Jeśli tylko z materiału dowodowego sąd wyprowadza wnioski logicznie poprawne i zgodne z doświadczeniem życiowym, to ocena sądu nie narusza reguł swobodnej oceny dowodów i musi się ostać, choćby nawet w równym stopniu, na podstawie tego materiału dawały się wysnuć wnioski odmienne. Jedynie wtedy, gdy brak jest logiki w wysnuwaniu wniosków ze zgromadzonego materiału dowodowego lub gdy wnioskowanie sądu wykracza poza reguły logiki formalnej albo, wbrew zasadom doświadczenia życiowego, nie uwzględnia jednoznacznych praktycznych związków przyczynowo-skutkowych, to przeprowadzona przez sąd ocena dowodów może być skutecznie podważona (tak SN np. w Wyroku z dnia 27 września 2002 roku, sygn. akt II CKN 817/00 legalis 59468) . Dla skuteczności zarzutu naruszenia art. 233 § 1 kpc nie wystarcza zatem stwierdzenie o wadliwości dokonanych ustaleń faktycznych, odwołujące się do stanu faktycznego, który w przekonaniu skarżącego odpowiada rzeczywistości. Konieczne jest wskazanie przyczyn dyskwalifikujących postępowanie sądu w tym zakresie.

Apelacja w tym zakresie nie zawiera żadnych nowych okoliczności uprawdopodabniających podnoszone zarzuty. Sprowadza się do prostego zaprzeczania wnioskom wywiedzionym przez Sąd Rejonowy. Sąd ten w przekonujący sposób wyjaśnił dlaczego odmówił wiary twierdzeniom uczestniczki i B. A..

Konkludując, zaprezentowana przez M. A. odmienna ocena materiału dowodowego stanowiła jedynie jej subiektywny pogląd, zmierzający do uzyskania korzystnego dla siebie rozstrzygnięcia, i nie mogła doprowadzić do zmiany zaskarżonego postanowienia.

W kolejnym zarzucie skarżący zakwestionował również przyjęty przez Sąd Rejonowy w Rawie Mazowieckiej termin dokonania spłaty.

Rozważywszy zasadność powyższego zarzutu w świetle ustalonego przez Sąd I Instancji stanu faktycznego, Sąd Okręgowy uznał, iż rozstrzygnięcie nie naruszało zasad współżycia społecznego.

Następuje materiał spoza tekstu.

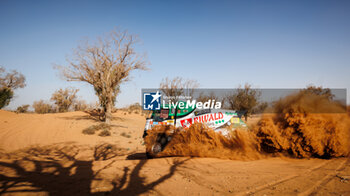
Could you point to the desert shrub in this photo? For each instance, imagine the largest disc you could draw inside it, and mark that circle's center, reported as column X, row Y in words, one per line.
column 6, row 95
column 41, row 107
column 9, row 81
column 89, row 131
column 22, row 109
column 80, row 105
column 105, row 132
column 64, row 98
column 125, row 135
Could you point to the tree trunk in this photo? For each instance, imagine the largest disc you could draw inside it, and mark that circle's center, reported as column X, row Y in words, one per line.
column 108, row 113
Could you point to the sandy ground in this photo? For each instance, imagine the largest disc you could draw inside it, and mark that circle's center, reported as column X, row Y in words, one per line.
column 47, row 154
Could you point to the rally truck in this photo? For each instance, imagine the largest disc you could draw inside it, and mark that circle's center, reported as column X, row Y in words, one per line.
column 217, row 119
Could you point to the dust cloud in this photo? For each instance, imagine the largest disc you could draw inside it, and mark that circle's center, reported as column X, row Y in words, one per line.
column 303, row 125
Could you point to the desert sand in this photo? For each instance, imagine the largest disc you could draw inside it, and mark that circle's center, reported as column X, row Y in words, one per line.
column 47, row 154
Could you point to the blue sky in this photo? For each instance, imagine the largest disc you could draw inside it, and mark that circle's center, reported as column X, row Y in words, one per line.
column 221, row 44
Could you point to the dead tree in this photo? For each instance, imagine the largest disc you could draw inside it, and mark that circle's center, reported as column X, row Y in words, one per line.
column 105, row 65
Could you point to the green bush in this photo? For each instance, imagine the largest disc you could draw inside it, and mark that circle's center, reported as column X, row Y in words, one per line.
column 6, row 94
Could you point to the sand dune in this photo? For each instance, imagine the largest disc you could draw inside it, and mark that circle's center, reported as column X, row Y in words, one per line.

Postępowanie sądowe trwało na tyle długo, iż uczestniczka mogła poczynić w swoim majątku oszczędności na poczet ewentualnej spłaty. Wynik postępowania był bowiem częściowo możliwy do przewidzenia. Uczestniczka zdawała sobie sprawę z konieczności rozliczenia nakładów na nieruchomość której była współwłaścicielką, chciała też przejąć wszystkie ruchomości. Ponadto, uczestniczka dysponuje obecnie dość znacznym majątkiem w postaci udziału w nieruchomości.

W punkcie 2) postanowienia Sąd Okręgowy na podstawie art. 520 § 1 k.p.c. orzekł o kosztach postępowania apelacyjnego.

Przewidziane w treści § 2 art. 520 kpc wyjątki od w/w zasady dotyczącej zwrotu kosztów w postępowaniu nieprocesowym nie mają charakteru obligatoryjnego i nawet gdyby uznać, że uczestnicy byli w różnym stopniu zainteresowani wynikiem postępowania, Sąd nie jest obowiązany do odstąpienia od zasady ogólnej.

Mając na uwadze powyższe Sąd Okręgowy na podstawie art. 385 k.p.c. w zw. z art. 13 § 2 kpc orzekł jak w sentencji.